La consommation d’alcool dans le milieu des écoles vétérinaires est un sujet souvent évoqué, parfois sur le ton de l’humour, parfois sous forme de critique. Cependant, aucune étude n’avait véritablement exploré cette question au sein de ces établissements. Face à ce manque d’informations concrètes, une thèse de fin d’exercice1 soutenue en 2024 s’est penchée sur le sujet. Son but ? Évaluer objectivement la place de l’alcool au sein de différentes écoles vétérinaires, en France et à l’international. Pour ce faire, un questionnaire a été diffusé auprès des étudiants de plusieurs établissements francophones. L’objectif était double : établir un état des lieux des habitudes de consommation et proposer un outil d’introspection et de sensibilisation sur le sujet. Le formulaire s’articulait autour de cinq axes : le profil des répondants tout en respectant leur anonymat, la consommation d’alcool (évaluée avec une adaptation de l’Alcohol Use Disorder Identification Test ou Audit2), les habitudes de consommation, la perception des étudiants sur leur usage et, enfin, l’impact du questionnaire sur leur vision de l’alcool.

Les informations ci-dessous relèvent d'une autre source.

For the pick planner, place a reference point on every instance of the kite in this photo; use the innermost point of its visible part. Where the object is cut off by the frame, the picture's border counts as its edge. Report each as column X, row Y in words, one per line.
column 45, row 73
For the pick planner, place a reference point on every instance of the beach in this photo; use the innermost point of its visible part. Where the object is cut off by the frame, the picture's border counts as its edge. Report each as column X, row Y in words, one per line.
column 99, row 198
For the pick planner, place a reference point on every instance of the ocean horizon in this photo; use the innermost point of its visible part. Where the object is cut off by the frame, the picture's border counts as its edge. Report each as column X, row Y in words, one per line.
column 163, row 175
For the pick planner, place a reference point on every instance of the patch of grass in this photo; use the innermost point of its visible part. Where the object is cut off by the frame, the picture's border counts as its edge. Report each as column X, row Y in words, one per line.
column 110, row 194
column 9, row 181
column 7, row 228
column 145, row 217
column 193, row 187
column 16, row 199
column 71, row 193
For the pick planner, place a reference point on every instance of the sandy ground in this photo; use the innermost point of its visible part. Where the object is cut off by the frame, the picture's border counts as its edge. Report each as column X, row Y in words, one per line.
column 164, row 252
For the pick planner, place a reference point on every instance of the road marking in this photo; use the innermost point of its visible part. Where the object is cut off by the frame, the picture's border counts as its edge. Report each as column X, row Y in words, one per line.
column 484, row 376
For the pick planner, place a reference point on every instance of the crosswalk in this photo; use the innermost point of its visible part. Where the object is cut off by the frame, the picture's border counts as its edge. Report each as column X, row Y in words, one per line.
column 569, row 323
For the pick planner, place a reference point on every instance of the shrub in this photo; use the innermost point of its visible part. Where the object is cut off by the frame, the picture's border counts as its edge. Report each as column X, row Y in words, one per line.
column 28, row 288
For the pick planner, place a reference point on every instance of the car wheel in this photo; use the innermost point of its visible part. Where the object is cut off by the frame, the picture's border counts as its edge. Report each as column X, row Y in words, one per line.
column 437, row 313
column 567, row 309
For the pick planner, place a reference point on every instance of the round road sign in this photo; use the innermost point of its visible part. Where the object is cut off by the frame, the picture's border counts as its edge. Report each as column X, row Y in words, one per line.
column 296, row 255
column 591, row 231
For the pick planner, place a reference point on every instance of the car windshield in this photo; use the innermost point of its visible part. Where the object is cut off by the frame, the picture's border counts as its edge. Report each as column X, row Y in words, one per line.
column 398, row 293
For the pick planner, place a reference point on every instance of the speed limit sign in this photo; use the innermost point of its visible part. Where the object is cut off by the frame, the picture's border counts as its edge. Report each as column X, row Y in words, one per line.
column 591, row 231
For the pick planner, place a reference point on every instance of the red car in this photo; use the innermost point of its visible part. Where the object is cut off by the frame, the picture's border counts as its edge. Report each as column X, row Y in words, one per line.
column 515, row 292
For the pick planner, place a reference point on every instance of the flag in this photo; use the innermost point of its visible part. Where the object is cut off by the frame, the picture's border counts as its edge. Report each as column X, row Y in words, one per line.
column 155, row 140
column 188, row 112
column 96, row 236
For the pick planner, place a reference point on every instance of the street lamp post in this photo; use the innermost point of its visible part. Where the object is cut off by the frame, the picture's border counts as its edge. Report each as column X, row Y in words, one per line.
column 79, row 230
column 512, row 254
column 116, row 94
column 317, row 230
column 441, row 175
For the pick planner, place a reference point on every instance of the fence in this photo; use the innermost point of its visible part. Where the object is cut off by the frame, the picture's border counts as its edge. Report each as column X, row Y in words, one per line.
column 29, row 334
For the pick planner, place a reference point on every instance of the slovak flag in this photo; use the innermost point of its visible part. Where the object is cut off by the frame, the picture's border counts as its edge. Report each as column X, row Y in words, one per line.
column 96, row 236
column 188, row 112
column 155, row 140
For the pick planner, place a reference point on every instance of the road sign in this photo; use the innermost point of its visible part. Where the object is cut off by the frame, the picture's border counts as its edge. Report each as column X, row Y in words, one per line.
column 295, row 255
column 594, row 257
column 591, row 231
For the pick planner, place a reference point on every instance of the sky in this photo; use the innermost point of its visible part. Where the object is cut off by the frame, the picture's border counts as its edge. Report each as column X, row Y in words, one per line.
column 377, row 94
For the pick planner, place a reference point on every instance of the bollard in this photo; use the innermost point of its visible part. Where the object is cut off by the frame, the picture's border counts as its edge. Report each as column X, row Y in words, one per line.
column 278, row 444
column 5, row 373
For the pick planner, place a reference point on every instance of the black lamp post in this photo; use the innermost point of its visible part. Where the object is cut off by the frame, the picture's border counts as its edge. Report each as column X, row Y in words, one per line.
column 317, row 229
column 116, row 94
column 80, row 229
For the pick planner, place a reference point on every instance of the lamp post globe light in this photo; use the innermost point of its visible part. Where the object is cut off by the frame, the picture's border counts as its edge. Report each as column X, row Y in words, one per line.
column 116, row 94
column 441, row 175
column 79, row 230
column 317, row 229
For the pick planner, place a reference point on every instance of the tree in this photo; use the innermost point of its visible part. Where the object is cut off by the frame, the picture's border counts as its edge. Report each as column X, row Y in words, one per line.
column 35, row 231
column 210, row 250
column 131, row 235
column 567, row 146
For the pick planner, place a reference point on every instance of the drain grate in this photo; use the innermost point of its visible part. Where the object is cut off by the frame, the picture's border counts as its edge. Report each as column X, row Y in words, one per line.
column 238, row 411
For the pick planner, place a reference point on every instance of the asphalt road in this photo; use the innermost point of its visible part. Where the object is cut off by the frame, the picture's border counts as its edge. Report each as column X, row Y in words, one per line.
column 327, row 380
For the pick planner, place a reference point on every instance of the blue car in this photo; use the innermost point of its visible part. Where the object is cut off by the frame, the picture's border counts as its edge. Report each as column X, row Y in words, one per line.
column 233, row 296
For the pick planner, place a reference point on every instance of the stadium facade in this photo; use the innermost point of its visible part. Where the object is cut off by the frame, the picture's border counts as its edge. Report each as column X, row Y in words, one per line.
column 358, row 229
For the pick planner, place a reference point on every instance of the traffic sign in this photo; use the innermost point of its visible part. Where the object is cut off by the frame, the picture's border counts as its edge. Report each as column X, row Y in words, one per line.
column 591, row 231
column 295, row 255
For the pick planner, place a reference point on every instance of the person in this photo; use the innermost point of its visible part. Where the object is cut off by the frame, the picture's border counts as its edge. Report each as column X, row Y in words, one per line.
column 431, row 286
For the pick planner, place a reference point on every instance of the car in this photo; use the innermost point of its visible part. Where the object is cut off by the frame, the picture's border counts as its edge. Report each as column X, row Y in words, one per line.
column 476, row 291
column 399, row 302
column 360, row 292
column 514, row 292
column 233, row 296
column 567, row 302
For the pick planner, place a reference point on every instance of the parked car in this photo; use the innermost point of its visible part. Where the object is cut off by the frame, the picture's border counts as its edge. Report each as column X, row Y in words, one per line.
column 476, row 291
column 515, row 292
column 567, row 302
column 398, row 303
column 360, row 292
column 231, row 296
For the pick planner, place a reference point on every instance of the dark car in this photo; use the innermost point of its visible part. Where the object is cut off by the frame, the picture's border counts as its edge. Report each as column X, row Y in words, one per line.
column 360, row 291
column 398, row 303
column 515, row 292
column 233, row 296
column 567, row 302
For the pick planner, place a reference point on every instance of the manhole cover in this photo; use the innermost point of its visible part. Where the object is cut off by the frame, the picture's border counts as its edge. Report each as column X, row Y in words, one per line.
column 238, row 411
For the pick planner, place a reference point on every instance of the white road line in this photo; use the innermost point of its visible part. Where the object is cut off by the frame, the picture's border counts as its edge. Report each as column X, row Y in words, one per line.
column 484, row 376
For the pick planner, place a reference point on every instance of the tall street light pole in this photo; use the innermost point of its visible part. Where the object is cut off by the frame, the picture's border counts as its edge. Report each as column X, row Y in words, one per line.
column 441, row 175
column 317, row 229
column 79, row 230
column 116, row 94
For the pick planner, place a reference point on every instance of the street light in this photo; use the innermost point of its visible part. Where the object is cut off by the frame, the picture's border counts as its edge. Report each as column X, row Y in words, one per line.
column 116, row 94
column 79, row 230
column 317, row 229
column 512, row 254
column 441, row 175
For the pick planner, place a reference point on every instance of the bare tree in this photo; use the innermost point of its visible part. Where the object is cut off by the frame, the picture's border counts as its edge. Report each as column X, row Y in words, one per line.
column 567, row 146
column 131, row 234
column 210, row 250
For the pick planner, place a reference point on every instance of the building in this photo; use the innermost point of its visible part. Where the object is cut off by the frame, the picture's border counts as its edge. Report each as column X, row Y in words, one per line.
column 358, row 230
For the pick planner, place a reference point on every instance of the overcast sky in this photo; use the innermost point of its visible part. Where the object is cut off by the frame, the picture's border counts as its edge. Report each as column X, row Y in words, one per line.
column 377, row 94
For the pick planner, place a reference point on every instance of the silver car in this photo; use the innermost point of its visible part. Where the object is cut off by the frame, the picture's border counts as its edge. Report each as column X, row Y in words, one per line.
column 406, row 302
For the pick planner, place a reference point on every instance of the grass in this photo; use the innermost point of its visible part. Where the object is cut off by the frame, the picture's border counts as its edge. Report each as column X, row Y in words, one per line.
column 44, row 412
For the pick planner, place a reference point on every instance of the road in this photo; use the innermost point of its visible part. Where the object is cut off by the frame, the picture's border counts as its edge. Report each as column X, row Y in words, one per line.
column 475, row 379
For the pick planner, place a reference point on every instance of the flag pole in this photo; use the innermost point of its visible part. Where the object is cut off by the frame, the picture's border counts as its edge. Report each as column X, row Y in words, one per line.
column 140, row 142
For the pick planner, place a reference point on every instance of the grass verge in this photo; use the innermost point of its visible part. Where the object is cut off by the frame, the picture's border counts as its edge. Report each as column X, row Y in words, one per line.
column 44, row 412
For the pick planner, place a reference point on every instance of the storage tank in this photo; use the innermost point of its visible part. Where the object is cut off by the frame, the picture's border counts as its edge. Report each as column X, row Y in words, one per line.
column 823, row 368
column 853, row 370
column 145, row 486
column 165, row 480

Bien que l’échantillon ne soit pas représentatif de l’ensemble de la population étudiante vétérinaire, il comprend 782 réponses ce qui permet d’obtenir des premiers éléments d’information sur certaines habitudes de consommation et la perception du sujet. Les résultats dévoilent une idée de la réalité de la consommation d’alcool chez environ 20 % des étudiants présents dans les écoles analysées. L’échantillon inclut des élèves des quatre établissements français publics ainsi que ceux de Cluj-Napoca (Roumanie) et de Sainte-Hyacinthe (Canada).
Un usage (trop) important ?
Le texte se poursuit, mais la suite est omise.